Mgr J-C. Dufour – 12 septembre 2022- Saint Nom de Marie – Luc 7,   1-10

Mgr Jean-Charles Dufour, Aumônier des Servantes de Jésus-Marie

HOMÉLIE : 12 septembre 2022 – Saint Nom de Marie – Luc 7,   1-10

 

Une surprise dans l’évangile!
Jésus signale à ses auditeurs que la foi du centurion romain, un païen, sort de l’ordinaire, qu’il n’a jamais trouvé une telle foi même en Israël.
Chose curieuse! Jésus n’a jamais rencontré ce centurion ni son esclave.  En effet, celui-ci au lieu de venir lui-même faire sa demande, envoie deux délégations pour porter son message au Seigneur.

La première délégation est composée des notables juifs.  Ils disent à Jésus que le centurion, qui est pourtant un étranger et un soldat conquérant, a beaucoup d’amour pour leur nation.  Il leur a même construit une synagogue.  En plus, ce centurion se fait du souci pour son esclave qu’il traite pourtant comme un ami ou un frère.  Ce n’est pas la manière habituelle de traiter les esclaves, surtout pour un soldat.  On peut dire qu’il regarde son esclave à la manière de Jésus qui nous invite à regarder tout homme, toute femme, comme un être aimé de Dieu.
Décidément, ce centurion nous en apprend beaucoup.
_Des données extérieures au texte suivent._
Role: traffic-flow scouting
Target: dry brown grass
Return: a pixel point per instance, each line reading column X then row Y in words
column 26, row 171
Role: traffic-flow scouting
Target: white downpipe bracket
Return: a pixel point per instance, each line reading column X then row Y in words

Au moment où Jésus se met en route pour aller le rencontrer arrive une deuxième délégation composée celle-là, des amis du centurion.  On sent que ce sont de vrais amis, des gens sur qui il peut compter pour bien le représenter.  Il se juge indigne de parler face à face avec le Seigneur.  C’est un homme humble, le centurion! Comme il connaissait le peuple juif, il savait sans doute que demander à un Juif, demander à Jésus, de venir dans la maison d’un païen, c’était le mettre dans une position très délicate.  D’ailleurs, à quoi bon le faire, une simple parole suffit? C’est son expérience de soldat. Il n’a qu’à donner un ordre, et c’est fait.  Il est convaincu que Jésus n’a pas besoin de venir chez lui, que la Parole de Jésus suffit pour guérir son esclave malade.  Il en est convaincu.
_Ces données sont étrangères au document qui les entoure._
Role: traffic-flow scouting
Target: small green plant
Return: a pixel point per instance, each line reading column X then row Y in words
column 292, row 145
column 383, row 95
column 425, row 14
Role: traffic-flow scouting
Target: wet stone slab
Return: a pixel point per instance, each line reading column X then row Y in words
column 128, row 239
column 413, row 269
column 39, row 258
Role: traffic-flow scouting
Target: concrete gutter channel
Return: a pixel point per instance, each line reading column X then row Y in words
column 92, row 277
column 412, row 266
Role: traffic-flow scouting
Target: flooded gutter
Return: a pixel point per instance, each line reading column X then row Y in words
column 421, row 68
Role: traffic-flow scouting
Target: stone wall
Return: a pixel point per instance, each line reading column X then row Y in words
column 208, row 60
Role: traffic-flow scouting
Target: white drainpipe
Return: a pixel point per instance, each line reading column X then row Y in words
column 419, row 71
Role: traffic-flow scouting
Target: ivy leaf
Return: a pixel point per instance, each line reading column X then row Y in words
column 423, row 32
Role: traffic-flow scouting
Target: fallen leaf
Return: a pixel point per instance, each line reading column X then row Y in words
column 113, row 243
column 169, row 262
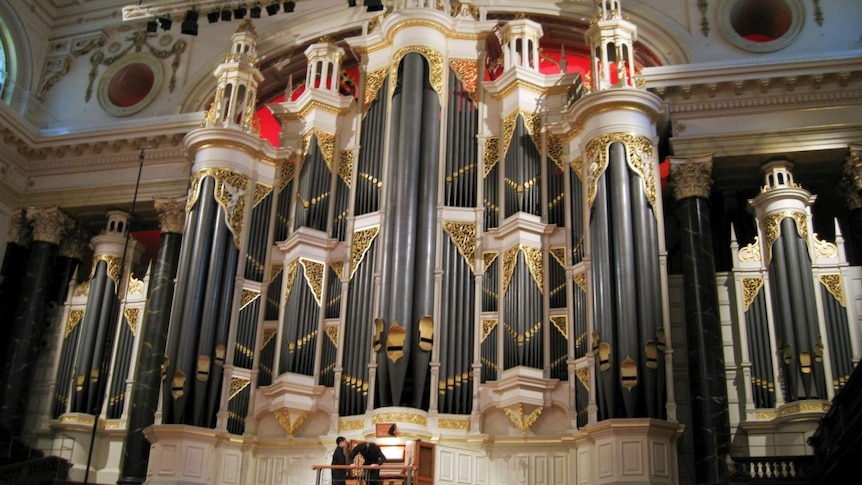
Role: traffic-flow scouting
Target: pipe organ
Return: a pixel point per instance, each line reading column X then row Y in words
column 469, row 242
Contrairement aux autres miracles,  Jésus ne donne aucun ordre, ne fait aucun geste!
Au contraire, il se tourne vers la foule et signale comment la foi de ce soldat, de cet étranger, sort de l’ordinaire.
Jésus s’attend que nous soyons comme ce centurion, qu’on lui adresse un mot, qu’on lui fasse une demande, dans la confiance, dans l’espérance, dans l’amour.  Et puis, nous rencontrons parfois sur notre route des gens qui ressemblent au centurion, des gens qui nous délèguent, qui nous demandent de porter leur message, leur demande ou leur prière au Seigneur.

Il y a une belle petite méditation dans le Prions en Église.
« Qui donc est ce centurion au cœur grand ouvert à Dieu ?
Qui donc est ce païen qui a cru que notre Père du ciel est à l’œuvre en ce monde ?
Qui donc est cet homme qui a foi en ce que le Christ commande ?
C’est à quelqu’un comme lui, nous dit Jésus, qu’il nous faut ressembler ? »
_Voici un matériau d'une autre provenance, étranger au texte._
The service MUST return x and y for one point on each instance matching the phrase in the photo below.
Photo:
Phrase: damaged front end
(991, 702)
Jésus connaissait une personne qui avait une telle foi, sa mère qui a dit « OUI » à l’archange Gabriel.
Le 8 septembre, nous avons célébré la naissance de Marie.  Et comme le veut la tradition juive, Marie a probablement reçu son nom quelques jours après sa naissance.  C’est son nom que nous célébrons aujourd’hui, le nom de cette femme merveilleuse, qui a su au cours de sa vie manifester une grande foi.  Aussi, comme le disait l’Antienne d’ouverture « Le Dieu Très-Haut a si bien magnifié le nom de Marie que jamais sa louange ne quittera la bouche des hommes. »  Et, que tous ceux et celles qui, comme nous,  célèbrent son nom glorieux obtienne aujourd’hui, par Marie, les bienfaits de la miséricorde du Seigneur.